Allen glanced at the nametag of one of the boys, his brain stalling for a moment.
Name: [Unknown]
Human – [None] – Level: 1
Allen internally slapped his forehead. “Shit, they’re all fresh out of the fucking tutorial.” He raised a hand to say hi, but the action seemed to set the group of highschoolers off.
They screamed, flailing and desperately scrambling away, faces twisted in expressions of mortal terror. One of the guys fumbled to his feet first before blacking out after taking no more than a single step. Two of the girls clung to each other, screaming as they tried in vain to crawl away while slipping on vomit. Out of the remaining two, there was a nerdy looking kid with a wet spot between his legs, frozen in fear, and a girl wobbling to her feet in the middle of the group with a box cutter clutched in her trembling hands. Her face was the only one not covered in puke, yet she looked like she might break out in tears at any moment.

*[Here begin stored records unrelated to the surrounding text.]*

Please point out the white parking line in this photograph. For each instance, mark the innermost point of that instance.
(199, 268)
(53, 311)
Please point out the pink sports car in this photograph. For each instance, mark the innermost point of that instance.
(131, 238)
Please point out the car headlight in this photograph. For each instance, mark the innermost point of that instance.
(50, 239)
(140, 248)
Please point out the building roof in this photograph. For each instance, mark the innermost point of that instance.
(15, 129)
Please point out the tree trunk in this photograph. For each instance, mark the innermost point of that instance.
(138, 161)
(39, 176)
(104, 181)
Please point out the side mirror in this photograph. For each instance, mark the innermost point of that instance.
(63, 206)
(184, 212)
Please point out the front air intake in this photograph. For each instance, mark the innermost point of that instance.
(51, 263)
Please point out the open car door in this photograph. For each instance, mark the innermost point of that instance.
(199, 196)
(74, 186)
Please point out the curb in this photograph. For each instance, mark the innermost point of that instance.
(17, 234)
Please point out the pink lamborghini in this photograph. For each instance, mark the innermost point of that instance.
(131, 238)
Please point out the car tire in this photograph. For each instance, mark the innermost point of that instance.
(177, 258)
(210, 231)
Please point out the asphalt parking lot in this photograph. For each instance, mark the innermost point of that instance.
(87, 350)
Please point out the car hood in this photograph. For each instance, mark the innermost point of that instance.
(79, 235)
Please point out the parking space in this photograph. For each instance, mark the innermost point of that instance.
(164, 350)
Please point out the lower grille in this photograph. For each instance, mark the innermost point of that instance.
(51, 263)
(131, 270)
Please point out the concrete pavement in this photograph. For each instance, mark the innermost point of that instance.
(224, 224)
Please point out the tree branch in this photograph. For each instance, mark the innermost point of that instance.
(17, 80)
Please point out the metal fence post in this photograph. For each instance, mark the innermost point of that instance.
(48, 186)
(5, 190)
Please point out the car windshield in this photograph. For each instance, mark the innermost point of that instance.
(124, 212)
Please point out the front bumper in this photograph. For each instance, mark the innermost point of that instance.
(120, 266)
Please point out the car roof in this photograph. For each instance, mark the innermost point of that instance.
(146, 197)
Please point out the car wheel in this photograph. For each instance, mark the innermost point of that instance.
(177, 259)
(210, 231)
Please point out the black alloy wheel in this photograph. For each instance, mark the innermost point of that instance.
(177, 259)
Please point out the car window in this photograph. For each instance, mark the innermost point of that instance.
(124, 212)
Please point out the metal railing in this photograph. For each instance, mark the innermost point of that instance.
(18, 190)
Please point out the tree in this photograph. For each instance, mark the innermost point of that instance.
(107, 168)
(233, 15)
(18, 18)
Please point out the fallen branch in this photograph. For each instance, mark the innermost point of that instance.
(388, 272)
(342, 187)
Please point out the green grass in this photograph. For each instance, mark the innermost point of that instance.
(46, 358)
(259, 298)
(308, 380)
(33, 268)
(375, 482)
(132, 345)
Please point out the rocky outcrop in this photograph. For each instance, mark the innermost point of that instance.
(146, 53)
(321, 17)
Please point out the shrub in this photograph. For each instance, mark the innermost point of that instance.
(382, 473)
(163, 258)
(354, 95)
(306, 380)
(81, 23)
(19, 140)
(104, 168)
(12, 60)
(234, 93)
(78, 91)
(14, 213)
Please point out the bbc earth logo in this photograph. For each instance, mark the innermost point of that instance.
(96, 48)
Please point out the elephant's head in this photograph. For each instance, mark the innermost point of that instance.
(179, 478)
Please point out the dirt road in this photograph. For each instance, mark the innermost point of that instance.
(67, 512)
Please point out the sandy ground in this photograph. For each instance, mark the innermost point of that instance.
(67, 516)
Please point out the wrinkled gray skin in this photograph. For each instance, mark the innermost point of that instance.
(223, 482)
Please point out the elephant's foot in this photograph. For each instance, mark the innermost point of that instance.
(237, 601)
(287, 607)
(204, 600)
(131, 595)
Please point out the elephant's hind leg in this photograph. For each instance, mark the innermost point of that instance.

She looked back at Allen, her eyes flicking very obviously between his mask and the space above his head where his nametag was floating.
“Uh, hi,” Allen started, waving his hand from side to side.
The girl with the boxcutter flinched. She didn’t lower her weapon, but there was a feint look of hope in her eyes. The other girls had stopped screaming, instead just looking on in morbid horror. The nerdy guy didn’t look relieved though, that is, not in the way that mattered.
“You’re just scaring them with your psycho eyes,” Amelia said as she pushed past Allen, her helmet stored again.
That seemed to be the queue for Ty, Camila, and Christopher to disarm and unmask themselves, which seemed to relieve the teenagers. They latched onto Amelia’s presence, either due to her Healer status, her appearance as a teenager herself, or both. That left Allen to hover behind her and the others, which was fine by him.
For all that he looked like one, Allen didn’t really like dealing with teenagers.
“W-what’s going on?” The boxcutter girl asked, taking a step back as Amelia tried to approach.
The difference between the two young women was startlingly pronounced despite them both being blonde girls that looked to be around seventeen years old. One of them was covered to the neck in enchanted armor and robes fit for someone in the mid-level-three-hundreds, a dagger at either hip. The other was dressed in yoga pants, a tank top, and a pair of scuffed up sneakers.
“We’re not really sure either, but we aren’t going to hurt you,” Amelia said cautiously. “Why don’t you start by telling us how you got here. Maybe we can both learn something.
Allen looked down and caught a glimpse of the two other girls staring at him before they instantly averted their eyes. “I don’t… have psycho eyes,” he thought with a frown.